Bartlett replies: Physicists acknowledge that population growth is a major cause of our energy problems. Why then do they offer all manner of diversionary suggestions but avoid addressing population growth limitation as a solution? Karo Michaelian suggests that “perhaps more important than population growth is individual energy consumption.” Reducing per capita annual consumption of energy is an important initial step. Reducing it in the US by 1% each year would be a real achievement. But US population growth is about 1.2% per year, so the achievement would not lower total consumption. Our national goal must be to reduce the total annual consumption of nonrenewable energy for many coming years. 1
Michaelian points out that annual per capita energy consumption in the US is 10 times that in developing nations. That fact emphasizes the importance of stopping US population growth, a course of action Michaelian seeks to avoid. How can we ask other countries to stop their population growth unless we are willing to set an example and stop our own?

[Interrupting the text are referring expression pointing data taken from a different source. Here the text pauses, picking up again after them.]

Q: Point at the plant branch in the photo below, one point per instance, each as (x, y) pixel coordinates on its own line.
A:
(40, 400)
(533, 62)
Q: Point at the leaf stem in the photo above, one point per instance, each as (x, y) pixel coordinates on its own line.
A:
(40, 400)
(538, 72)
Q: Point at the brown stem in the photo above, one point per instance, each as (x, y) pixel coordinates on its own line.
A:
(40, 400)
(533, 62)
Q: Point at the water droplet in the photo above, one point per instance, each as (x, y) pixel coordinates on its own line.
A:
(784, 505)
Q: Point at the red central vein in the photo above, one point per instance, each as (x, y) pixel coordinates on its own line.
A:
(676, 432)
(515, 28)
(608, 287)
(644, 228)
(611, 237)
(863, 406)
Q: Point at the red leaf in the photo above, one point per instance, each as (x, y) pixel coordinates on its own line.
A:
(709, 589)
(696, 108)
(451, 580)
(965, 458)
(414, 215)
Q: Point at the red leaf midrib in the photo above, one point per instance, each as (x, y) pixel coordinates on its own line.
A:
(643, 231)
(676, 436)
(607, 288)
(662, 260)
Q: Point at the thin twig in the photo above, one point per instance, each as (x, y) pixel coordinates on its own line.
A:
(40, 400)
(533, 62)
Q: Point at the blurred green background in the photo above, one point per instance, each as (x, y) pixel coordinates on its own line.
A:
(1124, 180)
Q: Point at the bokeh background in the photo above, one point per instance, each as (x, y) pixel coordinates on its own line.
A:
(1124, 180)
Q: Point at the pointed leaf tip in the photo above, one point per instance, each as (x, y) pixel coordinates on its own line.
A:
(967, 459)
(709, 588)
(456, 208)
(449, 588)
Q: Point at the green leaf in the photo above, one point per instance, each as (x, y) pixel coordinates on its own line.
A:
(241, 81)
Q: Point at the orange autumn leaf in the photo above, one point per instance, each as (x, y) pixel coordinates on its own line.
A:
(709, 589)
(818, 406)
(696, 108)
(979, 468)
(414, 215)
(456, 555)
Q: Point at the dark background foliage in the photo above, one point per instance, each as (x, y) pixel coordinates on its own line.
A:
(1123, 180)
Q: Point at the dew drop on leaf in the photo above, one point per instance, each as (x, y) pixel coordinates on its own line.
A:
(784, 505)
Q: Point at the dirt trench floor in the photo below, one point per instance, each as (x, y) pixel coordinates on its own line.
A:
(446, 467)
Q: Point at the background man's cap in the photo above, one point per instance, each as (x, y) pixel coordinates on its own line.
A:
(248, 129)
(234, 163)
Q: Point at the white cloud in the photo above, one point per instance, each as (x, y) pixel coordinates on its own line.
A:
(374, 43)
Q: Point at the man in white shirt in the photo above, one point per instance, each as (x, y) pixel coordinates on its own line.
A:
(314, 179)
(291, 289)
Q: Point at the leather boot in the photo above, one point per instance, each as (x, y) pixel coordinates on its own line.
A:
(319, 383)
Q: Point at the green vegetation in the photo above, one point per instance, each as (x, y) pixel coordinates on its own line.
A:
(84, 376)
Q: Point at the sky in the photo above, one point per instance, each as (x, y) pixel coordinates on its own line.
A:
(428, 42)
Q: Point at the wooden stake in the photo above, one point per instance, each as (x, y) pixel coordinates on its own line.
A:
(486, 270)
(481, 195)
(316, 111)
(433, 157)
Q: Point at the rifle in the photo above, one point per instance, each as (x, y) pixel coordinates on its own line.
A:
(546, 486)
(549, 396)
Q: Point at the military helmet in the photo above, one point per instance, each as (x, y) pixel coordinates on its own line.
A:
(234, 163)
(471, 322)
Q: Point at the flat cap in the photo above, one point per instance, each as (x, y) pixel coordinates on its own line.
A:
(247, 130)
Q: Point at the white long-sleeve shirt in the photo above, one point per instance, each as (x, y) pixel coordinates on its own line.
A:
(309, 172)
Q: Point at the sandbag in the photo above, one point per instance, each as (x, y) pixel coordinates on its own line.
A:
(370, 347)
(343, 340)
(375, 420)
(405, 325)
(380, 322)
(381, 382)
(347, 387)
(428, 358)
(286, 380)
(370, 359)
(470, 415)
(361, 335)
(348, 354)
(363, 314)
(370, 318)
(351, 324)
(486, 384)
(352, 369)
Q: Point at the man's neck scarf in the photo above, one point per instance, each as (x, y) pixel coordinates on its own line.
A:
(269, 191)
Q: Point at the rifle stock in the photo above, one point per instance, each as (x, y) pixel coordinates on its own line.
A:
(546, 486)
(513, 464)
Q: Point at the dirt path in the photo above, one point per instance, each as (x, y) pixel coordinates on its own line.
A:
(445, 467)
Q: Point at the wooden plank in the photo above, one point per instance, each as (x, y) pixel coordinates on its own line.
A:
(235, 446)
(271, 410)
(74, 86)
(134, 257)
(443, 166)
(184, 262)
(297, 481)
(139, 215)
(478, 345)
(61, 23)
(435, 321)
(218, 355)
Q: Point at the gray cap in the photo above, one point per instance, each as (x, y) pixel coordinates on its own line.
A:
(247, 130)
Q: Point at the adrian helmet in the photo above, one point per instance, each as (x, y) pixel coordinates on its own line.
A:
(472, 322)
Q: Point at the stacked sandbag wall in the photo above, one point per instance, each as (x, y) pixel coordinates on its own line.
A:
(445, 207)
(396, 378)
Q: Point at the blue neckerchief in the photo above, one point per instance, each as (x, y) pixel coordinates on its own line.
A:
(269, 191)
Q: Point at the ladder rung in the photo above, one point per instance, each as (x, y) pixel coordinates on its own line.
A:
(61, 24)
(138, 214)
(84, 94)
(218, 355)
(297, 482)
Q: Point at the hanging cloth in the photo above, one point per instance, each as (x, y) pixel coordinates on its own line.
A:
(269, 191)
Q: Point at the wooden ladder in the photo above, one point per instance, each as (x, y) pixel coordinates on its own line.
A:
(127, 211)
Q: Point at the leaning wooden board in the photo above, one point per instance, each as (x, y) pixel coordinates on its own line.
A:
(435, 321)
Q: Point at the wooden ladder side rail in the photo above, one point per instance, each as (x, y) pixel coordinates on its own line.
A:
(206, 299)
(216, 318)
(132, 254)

It would be wrong to ask that “illiterate farmers in developing nations give up their natural desire for children.” In accord with Brian Tinsley’s call that “women receive education and job training so that they have an attractive alternative” to bearing children, I think we in the US should increase our support for domestic and foreign aid programs in education, economic opportunity, family planning, and maternal health, with the global goal that every child is a wanted child. That aid would cost much less than a war.
The population division of the United Nations, in a report released 24 February 2005, states that “by 2050 the world population is expected to reach 9.1 billion … and would still be adding 34 million persons annually.” So it is difficult to imagine that the solution suggested by Michaelian would be a happy one with the population growing for another 250 years to almost 9 billion people and with individuals in the developed world consuming energy at twice the rate of those in the developing world.
Social workers and politicians have mostly failed to address the population problem, so it follows that we scientists have the professional obligation to call attention to the fact that population growth is the most important problem humans face. By failing to do this, we are propagating a silent lie.
Michaelian observes that we are a long way from dissipating the energy that Earth receives from the Sun. That is probably less important than a comment I recently received from David Pimentel, a global agricultural scientist at Cornell University. Pimentel said that we humans currently appropriate for our own use about half of Earth’s net primary production of biomass.
Arthur Smith suggests that “the only way population will decrease sufficiently in coming decades is with a … dramatic increase in death rate.” There is evidence to the contrary. Fertility rates have dropped dramatically in many parts of the world, and much of Europe is at or near zero population growth.
Smith identifies the problems that must be addressed if nuclear power is to be expanded. In addition there is a political problem, if the citizens of all 50 states vote to prohibit the storage of nuclear waste in their respective states.
I agree with Smith that taxes on energy are needed to reduce consumption and to fund the needed large increases in research on renewable energy. A good first step would be to change the gasoline tax to a sales tax so that tax revenues would rise as gasoline prices rise.